Similarly, plans to develop marine resources shortly after the genesis of the U-shaped line also focused exclusively on the islands. In March 1950, the Hainan Fisheries Authority submitted a report to the NHQ, titled The Hainan Fisheries Authority’s Pilot Project on the Development of Marine Resources in the Paracel Archipelago 海南特區水產管理局西沙群島水產開發試驗計劃. It proposed four objectives in expanding the exploitation of resources in the waters around the islands. The first three were to process useful marine fauna; relieve unemployed fishermen by resuming development of marine resources; and “clearly understand” the Paracel and Spratly archipelagos and plan their future development. The fourth “objective” comprised four points, some redundantly listed: increase revenue, cultivate marine resources, improve the islands’ infrastructure, 9 and carry forward the Hainan Fisheries Authority’s business plans for the islands. It described the funds and equipment required for the proposal, conditions of investment, and plans for radio communication between fishermen and the islands (MHTO, file series 0035/061.8/3030, files 007/013/0011 to 0014). The proposal did not mention protection of Chinese fishermen nor a special waters zone to be enforced by the ROC navy. The first two objectives were silent on the specific area of fishing. In contrast, the third and fourth objectives solely and repeatedly referred to the development of the islands’ land territories so as to support fishing nearby. The project merely envisioned an intensification, not an expansion in geographic scope, of the exploitation of marine resources.
Granted, nearly all ROC naval forces stationed on the South China Sea islands had been transferred to Taiwan by June 1949, to defend it against an expected PRC invasion. Yet, a small military presence remained on the islands until May 1950, two months after the Pilot Project was drafted (Granados, 2006a: 160, 162). This decrease cannot account for the absence of well-defined limits of maritime jurisdiction and protection in the plan. On April 12, 1950, the NHQ sent a telegram to the Hainan Fisheries Authority suggesting modifications to the Pilot Project. One proposed that five percent of “profits” go toward the welfare of naval units that provide assistance to the islands as well as “rewards” for garrison troops (“盈利部分提百分之五應改爲海軍協助單位福利金及駐島官兵犒賞費”) (MHTO, file series 0035/061.8/3030, files 007/014/0002 to 0003). The source of these “profits,” although unspecified, was likely the development of the islands, given the telegram’s purpose of providing modifications to the March plan. The ROC evidently remained confident in the future development of the islands and the military’s ability to protect them.

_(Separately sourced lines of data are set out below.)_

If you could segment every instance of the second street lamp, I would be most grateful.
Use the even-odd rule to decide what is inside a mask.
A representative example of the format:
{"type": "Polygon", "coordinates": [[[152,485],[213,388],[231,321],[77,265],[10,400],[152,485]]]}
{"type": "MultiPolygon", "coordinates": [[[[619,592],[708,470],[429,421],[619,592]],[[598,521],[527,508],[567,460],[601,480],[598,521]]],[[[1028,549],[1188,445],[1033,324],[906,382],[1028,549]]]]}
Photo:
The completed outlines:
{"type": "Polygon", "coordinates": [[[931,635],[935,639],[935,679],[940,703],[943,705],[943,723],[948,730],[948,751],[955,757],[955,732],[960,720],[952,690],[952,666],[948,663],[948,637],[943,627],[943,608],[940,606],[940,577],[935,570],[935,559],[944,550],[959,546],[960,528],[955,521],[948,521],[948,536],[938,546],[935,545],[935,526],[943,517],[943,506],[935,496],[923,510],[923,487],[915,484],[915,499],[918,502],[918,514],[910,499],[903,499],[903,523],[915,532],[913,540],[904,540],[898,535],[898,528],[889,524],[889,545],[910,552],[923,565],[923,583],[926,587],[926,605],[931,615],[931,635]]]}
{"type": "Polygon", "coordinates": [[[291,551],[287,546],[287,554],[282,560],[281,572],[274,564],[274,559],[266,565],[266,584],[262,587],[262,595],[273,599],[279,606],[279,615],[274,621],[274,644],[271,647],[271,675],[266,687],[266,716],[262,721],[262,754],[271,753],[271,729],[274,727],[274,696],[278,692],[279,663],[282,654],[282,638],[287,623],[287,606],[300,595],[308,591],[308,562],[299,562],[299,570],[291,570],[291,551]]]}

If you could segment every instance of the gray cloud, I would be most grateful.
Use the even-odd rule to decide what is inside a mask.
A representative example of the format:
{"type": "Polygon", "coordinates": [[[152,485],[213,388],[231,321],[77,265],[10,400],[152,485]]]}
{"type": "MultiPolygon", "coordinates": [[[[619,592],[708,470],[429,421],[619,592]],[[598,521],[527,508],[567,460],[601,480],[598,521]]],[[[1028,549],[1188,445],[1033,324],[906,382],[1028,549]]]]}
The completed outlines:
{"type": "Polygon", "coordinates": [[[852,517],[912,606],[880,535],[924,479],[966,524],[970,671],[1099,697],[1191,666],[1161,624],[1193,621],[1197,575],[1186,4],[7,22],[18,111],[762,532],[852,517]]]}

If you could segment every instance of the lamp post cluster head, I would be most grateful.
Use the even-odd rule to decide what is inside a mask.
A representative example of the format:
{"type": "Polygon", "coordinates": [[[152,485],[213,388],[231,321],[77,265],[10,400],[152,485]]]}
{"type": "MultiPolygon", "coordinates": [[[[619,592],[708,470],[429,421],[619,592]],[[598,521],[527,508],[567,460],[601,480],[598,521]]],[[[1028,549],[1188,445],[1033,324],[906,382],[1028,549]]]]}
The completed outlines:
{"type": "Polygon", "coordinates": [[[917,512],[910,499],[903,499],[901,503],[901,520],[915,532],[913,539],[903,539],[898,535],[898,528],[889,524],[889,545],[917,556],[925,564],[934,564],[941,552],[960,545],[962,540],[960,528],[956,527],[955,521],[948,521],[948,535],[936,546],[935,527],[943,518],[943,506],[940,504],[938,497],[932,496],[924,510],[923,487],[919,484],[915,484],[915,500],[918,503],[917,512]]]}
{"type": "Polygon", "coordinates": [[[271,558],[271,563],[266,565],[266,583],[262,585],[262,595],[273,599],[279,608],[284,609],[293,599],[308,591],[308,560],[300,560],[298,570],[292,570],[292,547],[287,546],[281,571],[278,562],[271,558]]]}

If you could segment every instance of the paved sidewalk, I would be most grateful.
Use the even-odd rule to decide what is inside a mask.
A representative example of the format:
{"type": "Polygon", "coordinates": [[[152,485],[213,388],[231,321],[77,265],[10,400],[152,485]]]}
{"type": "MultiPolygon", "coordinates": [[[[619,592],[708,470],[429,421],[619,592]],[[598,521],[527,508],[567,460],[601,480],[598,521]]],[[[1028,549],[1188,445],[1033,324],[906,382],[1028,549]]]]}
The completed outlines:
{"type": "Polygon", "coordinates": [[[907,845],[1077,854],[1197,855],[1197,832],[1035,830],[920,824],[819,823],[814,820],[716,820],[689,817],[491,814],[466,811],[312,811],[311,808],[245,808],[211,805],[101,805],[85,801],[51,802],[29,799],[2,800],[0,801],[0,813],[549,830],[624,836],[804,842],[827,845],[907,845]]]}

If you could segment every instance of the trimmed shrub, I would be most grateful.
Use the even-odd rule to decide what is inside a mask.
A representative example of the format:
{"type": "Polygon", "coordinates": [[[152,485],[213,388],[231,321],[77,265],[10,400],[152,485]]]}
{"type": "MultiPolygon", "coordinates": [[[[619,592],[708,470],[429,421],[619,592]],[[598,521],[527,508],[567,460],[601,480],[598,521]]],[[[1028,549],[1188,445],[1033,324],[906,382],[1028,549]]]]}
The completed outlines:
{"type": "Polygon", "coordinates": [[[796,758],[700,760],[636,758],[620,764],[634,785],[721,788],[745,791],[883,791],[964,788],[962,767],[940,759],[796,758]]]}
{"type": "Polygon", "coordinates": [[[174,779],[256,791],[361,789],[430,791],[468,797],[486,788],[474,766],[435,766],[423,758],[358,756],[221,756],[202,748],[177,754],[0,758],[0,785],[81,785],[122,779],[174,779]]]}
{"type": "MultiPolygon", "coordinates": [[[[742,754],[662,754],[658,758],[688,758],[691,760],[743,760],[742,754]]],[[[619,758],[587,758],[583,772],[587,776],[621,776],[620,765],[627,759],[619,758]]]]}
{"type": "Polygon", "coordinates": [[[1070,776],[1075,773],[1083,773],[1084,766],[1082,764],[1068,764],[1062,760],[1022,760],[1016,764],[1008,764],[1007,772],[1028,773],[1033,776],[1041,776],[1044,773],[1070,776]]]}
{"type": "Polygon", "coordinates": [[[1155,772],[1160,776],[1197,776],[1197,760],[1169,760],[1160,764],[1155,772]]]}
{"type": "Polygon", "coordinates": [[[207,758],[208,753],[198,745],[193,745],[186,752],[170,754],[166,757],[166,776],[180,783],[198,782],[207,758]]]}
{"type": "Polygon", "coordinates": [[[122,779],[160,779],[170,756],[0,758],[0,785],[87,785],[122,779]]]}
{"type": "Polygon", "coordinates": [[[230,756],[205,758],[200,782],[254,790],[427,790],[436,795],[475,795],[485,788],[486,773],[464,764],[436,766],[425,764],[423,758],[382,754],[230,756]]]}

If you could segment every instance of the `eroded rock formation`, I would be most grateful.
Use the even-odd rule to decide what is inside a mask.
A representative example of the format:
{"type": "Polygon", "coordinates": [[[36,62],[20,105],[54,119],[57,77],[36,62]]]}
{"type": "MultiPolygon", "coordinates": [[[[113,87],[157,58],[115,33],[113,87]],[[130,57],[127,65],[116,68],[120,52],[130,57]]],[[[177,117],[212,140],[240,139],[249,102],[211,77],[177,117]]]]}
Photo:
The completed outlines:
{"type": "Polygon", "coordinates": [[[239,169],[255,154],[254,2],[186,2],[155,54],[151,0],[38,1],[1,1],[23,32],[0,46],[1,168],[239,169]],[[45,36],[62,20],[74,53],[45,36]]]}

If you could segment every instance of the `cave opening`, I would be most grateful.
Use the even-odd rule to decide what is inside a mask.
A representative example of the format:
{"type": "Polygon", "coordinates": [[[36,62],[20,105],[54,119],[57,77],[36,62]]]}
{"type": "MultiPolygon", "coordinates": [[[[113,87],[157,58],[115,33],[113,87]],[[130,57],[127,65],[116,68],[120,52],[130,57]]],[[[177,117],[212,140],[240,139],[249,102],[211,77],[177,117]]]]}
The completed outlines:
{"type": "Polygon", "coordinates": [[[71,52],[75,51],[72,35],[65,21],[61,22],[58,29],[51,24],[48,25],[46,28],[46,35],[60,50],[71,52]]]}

ROC diplomatic protests made after the release of the U-shaped line further support the islands attribution argument. The ROC only protested against “infringements” of sovereignty over the islands’ land territories, not its waters. One example provides a telling distinction between the islands’ land and maritime jurisdictions and their importance to the ROC government. On April 13, 1949, ROC ambassador Chen Chih-Ping raised with Felino Neri, the Filipino undersecretary of foreign affairs, the issue of newspaper articles that stated that the Filipino government planned to send Commodore Jose Andrada to inspect Itu Aba Island. One article in particular reported that “some cabinet members suggested that their people be induced to settle there [on Itu Aba] preparatory to making a claim for the annexation of this group to the Philippines, if necessary, as a security measure.” Chen requested confirmation of the veracity of these statements and emphasized that “Taiping [i.e., Itu Aba] Island is the territory of the Republic of China.” Neri’s reply on May 11 reassured Chen that there was no cause for worry: “In the meeting referred to, the Cabinet simply discussed the need for affording greater protection to Filipino fishermen who are reportedly operating in the waters surrounding Itu Aba” (MOFA, file series 019.3/013, files 038 and 039).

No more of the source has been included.